No comprendo del todo la razón por la que Quilvio Vázquez se ha obsesionado con presentar a un Jesús de Galilea como figura histórica real, cuando las evidencias más rigurosas apuntan a que dicho personaje, al menos tal como lo describen los relatos tradicionales, nunca existió. Para los enfoques sociológicos más intelectualmente sólidos, este no es un problema de verdad histórica verificable, sino una creencia supersticiosa que hemos adoptado como mitología compartida. Nos inscribimos en ella con convicciones místicas, acaso porque no contamos con referentes más concretos.
Sin embargo, personas como Quilvio Vázquez, que asumen posturas militantes, logran convencerse a sí mismas de tales creencias al punto de integrarlas en su praxis intelectual, social y espiritual: oran, predican, debaten y viven con la certeza de que esas convicciones les pertenecen con una intensidad casi religiosa, aun cuando exponen sus propias creencias contra los dictados de sus propios nervios.
A Quilvio se le ha metido en la cabeza que Jesús de Galilea fue una realidad tangible, como se le mete el mal de ojo a cualquier crédulo de milagros.

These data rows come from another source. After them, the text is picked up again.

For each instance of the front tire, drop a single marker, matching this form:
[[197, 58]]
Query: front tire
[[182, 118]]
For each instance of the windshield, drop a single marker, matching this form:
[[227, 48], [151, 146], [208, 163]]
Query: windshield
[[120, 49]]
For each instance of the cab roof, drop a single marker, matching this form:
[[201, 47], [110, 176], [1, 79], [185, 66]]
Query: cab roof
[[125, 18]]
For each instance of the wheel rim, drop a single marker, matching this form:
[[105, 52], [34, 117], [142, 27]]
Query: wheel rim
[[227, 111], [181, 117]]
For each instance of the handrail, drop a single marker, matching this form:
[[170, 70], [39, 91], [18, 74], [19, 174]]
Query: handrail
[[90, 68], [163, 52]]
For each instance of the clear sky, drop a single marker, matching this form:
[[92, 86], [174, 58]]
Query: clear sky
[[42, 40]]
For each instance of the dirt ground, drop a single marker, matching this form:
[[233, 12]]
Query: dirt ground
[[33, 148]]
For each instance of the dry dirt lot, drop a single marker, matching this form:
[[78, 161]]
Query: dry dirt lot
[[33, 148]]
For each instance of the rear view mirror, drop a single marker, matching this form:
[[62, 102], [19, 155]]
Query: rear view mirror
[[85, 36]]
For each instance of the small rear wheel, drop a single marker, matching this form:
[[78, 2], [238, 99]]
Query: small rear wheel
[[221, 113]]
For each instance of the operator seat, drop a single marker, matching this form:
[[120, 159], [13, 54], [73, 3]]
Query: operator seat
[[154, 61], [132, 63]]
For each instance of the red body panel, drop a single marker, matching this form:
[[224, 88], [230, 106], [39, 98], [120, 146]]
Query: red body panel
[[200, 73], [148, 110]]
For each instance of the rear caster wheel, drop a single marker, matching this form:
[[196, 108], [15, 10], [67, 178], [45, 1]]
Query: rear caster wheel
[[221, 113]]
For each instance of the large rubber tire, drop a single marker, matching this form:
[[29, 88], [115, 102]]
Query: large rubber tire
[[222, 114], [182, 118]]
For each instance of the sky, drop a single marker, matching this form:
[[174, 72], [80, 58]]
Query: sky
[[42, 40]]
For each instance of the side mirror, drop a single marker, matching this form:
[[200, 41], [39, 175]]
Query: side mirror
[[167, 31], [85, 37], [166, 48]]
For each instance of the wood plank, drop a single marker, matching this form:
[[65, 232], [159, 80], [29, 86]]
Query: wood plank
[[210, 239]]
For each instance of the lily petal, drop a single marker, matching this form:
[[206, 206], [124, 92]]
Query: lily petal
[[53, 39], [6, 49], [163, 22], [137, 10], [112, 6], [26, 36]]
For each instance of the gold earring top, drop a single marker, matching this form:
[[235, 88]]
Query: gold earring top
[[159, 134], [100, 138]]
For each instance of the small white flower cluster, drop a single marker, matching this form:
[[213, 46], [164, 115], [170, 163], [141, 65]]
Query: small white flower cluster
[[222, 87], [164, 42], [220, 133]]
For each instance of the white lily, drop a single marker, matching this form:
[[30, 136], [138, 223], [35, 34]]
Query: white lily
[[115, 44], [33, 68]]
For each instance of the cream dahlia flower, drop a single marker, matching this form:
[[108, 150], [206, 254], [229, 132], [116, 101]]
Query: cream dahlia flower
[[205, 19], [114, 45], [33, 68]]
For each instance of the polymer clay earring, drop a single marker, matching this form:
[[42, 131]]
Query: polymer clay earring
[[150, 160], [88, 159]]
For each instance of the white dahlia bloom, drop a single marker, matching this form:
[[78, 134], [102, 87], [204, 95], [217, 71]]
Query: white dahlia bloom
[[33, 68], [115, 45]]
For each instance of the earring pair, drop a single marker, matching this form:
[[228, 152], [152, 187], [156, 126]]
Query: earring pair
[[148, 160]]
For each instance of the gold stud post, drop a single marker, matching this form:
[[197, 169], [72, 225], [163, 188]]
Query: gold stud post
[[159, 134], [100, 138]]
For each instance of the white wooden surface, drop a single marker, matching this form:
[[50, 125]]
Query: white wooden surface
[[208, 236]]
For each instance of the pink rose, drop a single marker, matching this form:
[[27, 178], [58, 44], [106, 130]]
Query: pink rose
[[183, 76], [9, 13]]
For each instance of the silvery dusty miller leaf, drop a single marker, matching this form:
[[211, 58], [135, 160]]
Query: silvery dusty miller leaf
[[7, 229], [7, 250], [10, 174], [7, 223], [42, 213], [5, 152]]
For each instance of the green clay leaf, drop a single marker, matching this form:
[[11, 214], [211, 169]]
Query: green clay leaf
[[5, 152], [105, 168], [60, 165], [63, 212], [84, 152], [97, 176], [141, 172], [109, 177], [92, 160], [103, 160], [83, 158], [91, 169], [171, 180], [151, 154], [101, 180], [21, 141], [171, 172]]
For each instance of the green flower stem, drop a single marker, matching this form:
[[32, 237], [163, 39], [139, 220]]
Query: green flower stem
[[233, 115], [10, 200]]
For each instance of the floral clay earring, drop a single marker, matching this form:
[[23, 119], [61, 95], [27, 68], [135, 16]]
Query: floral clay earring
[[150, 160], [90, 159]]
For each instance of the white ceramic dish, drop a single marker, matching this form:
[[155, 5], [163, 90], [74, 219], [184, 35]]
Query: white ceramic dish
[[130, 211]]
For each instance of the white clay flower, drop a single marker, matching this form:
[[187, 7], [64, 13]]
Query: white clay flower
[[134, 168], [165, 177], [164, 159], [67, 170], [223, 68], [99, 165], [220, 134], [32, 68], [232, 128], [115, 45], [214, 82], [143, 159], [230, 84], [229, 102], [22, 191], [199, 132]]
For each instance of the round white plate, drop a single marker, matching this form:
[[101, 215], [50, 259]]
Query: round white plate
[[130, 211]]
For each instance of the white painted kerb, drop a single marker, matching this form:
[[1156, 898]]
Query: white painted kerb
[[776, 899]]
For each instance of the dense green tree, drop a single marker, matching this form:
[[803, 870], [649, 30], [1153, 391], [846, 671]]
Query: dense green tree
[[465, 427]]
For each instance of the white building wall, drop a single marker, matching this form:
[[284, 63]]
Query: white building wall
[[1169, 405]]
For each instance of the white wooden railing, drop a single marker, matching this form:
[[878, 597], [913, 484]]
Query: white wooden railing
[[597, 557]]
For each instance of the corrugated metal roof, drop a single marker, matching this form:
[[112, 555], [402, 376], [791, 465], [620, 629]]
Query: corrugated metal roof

Escribe, polemiza, conversa, y según parece, ora convencido de que aquel Jesús fue un hombre de carne y hueso que existió, profetizó, resucitó y fue hijo de Dios, tal como nos lo enseñaron desde las escuelas confesionales.
Entiendo que él —Quilvio Vázquez— predique, escriba y fabrique historias como quien recrea mitos o canta y baila sus ficciones, pero no comprendo que adopte esa creencia como convicción personal, al estilo de predicadores judíos, pentecostales o musulmanes que hacen de tales relatos una profesión lucrativa. Y hasta donde tengo entendido, Quilvio no se presta a ese tipo de servidumbre.